4. Myth, Baseball, and the Meaning of Life
In this summer course at the College of Charleston (Charleston, SC), college students take a critical look at many of the myths that have grown around baseball and use the sport as a mirror to understand the "experience of life" of America, its citizens, and its institutions. Should baseball really be considered our national pastime?

5. Spirituality of Running
This religious/theological studies course at Merrimack College (North Andover, MA) explores what is meant by "spirituality" and analyzes prayer, sacraments, and pilgrimage as ways of understanding running. College students' actual experience with running is shared, along with ways that running creates a connection with the world around us and with God.

6. Super Crunching: Google Data Mining and Beyond
First-year students enrolled in this seminar course at The College of New Jersey (Ewing, NJ) examine the data mining component in the Google operation. College students also study the applications of data mining by Amazon.com, Yahoo, Blockbuster, eHarmony.com, and others to provide better services related to daily life.

7. City at Night
Dumpster diving, ghost hunting, and the Chicago Transit Authority are among the subjects that students are exploring in a new college course at DePaul University (Chicago, IL). College students in the 10-week urban communication and culture course, which meets from 10 p.m. to 1 a.m., are also learning about the death of neighborhood taverns and helping night ministry workers feed the homeless.

8. The Beatles in London
This three-credit, Indiana University (Bloomington, IN) School of Music overseas college course offers an in-depth look at the music, lives, and times of the Beatles. Afternoons in London are devoted to Beatles-related walking tours, subway journeys, and bus trips, and a six-day trip to Liverpool is included.

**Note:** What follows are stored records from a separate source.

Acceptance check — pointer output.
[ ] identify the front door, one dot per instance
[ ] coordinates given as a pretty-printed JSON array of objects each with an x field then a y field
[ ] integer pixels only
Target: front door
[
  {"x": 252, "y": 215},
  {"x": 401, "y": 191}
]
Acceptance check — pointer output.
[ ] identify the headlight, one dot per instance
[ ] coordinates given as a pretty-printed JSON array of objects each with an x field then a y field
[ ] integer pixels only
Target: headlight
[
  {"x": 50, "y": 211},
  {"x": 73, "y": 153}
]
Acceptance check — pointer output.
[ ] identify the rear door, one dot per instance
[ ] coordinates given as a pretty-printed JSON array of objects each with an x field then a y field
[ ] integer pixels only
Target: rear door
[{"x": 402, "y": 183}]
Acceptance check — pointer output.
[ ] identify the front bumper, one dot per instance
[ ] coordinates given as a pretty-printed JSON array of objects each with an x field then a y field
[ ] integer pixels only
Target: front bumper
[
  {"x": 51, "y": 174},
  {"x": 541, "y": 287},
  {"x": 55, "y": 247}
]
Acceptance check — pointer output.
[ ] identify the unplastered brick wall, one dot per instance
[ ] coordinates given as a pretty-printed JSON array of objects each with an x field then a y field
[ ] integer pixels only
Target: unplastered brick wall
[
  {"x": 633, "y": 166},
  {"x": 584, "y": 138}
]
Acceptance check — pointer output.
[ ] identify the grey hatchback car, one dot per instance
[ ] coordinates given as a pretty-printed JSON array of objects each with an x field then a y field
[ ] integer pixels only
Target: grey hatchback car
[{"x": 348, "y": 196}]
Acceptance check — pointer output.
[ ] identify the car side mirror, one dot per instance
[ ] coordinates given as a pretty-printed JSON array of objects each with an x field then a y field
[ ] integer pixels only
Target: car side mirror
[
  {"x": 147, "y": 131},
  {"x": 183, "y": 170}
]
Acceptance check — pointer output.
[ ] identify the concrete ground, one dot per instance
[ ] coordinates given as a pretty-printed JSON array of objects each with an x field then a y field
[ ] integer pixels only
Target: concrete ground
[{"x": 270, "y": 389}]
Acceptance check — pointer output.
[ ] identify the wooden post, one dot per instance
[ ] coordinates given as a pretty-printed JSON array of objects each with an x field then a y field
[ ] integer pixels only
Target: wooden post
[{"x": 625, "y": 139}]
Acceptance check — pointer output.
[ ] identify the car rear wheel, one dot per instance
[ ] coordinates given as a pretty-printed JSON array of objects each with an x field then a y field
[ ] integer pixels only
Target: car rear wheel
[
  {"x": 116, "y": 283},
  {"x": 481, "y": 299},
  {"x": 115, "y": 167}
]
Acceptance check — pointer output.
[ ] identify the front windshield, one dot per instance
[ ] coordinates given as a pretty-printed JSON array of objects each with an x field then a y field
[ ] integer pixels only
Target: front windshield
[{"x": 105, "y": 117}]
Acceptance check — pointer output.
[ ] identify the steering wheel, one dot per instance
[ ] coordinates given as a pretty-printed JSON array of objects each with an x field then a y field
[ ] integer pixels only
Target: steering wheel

9. Mythic Rhetoric of the American Superhero
Students in this college course at the University of North Texas (Denton, TX) study common superhero themes of power, leadership, redemptive violence, and vigilante justice via comic books, graphic novels, movies, and the writings of Nietzsche and other philosophers.

10. The Science of Happiness
This college course at the University of South Florida St. Petersburg explores the psychology of happiness and includes assignments -- like writing a letter to someone and making a list of what you're grateful for -- that are designed to help students be happier by the end of the course. By their own assessment, almost all the college students feel happier by the end of the course.